Problem with flash_manager, NRF_MESH_ASSERT(p_manager->config.p_area[i].metadata.page_index < i);

We have a sudden problem with the flash_manager. The code stops at static uint32_t flash_area_build(flash_manager_t * p_manager), at line NRF_MESH_ASSERT(p_manager->config.p_area[i].metadata.page_index < i);

The system was working well for several day's. After a reboot, the system halts at the mentioned NRF_MESH_ASSERT.
I downloaded the memory area the p_manager.config.p_area is pointing to (0x000F0000)

The area is all 0xFF until 0x000F1000, There I can see settings we stored in flash.

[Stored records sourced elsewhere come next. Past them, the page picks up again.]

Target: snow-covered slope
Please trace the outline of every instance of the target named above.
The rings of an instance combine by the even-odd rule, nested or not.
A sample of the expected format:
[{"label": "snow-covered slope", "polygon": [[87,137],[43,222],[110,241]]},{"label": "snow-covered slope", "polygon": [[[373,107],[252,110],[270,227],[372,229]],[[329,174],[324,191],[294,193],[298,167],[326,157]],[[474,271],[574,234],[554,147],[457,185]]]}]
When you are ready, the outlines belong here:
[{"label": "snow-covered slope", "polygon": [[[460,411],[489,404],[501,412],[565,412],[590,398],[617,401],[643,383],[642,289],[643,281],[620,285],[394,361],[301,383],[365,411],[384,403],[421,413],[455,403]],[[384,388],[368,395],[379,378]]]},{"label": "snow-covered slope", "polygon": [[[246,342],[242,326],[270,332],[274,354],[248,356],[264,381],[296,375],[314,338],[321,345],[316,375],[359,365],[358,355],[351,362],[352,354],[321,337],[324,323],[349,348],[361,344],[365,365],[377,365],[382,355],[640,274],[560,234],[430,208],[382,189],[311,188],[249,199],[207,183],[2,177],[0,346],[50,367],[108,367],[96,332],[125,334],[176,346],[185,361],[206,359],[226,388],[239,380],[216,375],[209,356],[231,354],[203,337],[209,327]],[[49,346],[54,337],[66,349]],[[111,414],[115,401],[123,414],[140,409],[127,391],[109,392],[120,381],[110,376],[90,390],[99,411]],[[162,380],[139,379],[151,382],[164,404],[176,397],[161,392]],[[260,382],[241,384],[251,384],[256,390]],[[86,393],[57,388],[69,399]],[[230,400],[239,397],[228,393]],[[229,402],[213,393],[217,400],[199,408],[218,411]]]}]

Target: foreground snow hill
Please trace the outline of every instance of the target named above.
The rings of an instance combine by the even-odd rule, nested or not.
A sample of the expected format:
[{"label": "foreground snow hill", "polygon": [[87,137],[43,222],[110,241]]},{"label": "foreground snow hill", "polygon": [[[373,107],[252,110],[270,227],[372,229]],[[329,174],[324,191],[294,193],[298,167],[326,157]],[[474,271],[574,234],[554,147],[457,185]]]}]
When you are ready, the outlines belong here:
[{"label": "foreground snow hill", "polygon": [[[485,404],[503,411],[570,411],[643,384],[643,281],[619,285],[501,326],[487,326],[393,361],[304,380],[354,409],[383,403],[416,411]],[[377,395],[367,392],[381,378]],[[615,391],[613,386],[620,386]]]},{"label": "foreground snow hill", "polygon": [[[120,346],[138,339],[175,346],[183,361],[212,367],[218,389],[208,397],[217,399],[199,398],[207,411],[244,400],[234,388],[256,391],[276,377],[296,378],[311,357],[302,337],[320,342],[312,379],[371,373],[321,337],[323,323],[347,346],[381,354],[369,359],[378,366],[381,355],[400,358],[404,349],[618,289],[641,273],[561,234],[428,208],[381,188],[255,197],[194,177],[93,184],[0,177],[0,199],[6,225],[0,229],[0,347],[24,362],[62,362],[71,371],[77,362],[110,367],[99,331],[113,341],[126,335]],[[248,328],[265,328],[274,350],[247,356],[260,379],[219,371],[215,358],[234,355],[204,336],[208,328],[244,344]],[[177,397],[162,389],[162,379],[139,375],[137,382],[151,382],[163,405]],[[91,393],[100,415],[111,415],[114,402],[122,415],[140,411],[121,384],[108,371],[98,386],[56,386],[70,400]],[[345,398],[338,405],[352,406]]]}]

In the debugger , I see the p_manager->config.p_area[i].metadata =
.metadata_len = 0x08
.entry_header_length = 0x04
.entry_len_length_bits = 0x10
.entry_type_length_bits = 0x10
.pages_in_area = 0x02
.page_index = 0x01
._padding = 0xffff

Any hints?

Parents
  • Hi,

    I see that in the SDK, the line is:

    NRF_MESH_ASSERT(p_manager->config.p_area[i].metadata.page_index == i);

    This means your file is different from the one delivered in the SDK, and possibly at multiple locations. I assume that you have patched the SDK at some point, in your end, and so we are not sitting on the same code base.

    In general those asserts will fail either if the configuration is wrong (to prevent overlapping areas,) but from what I understand it can also mean the flash page is corrupted (e.g. other parts of the application has written to the same area, for instance if you use fstorage and/or FDS configured to use the same flash pages.) If this happens on a DK, or if you have a lot of flash operations, it may also be flash wear. (Each page is rated for 10 000 write/erase cycles.)

    If this is reproducible (it happens consistently after a given amount of time, after a device has been completely erased and reprogrammed) then it is probably something we could look further into. If it happens sporadically and/or is difficult or impossible to reproduce, then I am afraid we do likely not have the resources to look further into the issue as nRF5 SDK is now in maintenance mode.

    Regards,
    Terje

Reply
  • Hi,

    I see that in the SDK, the line is:

    NRF_MESH_ASSERT(p_manager->config.p_area[i].metadata.page_index == i);

    This means your file is different from the one delivered in the SDK, and possibly at multiple locations. I assume that you have patched the SDK at some point, in your end, and so we are not sitting on the same code base.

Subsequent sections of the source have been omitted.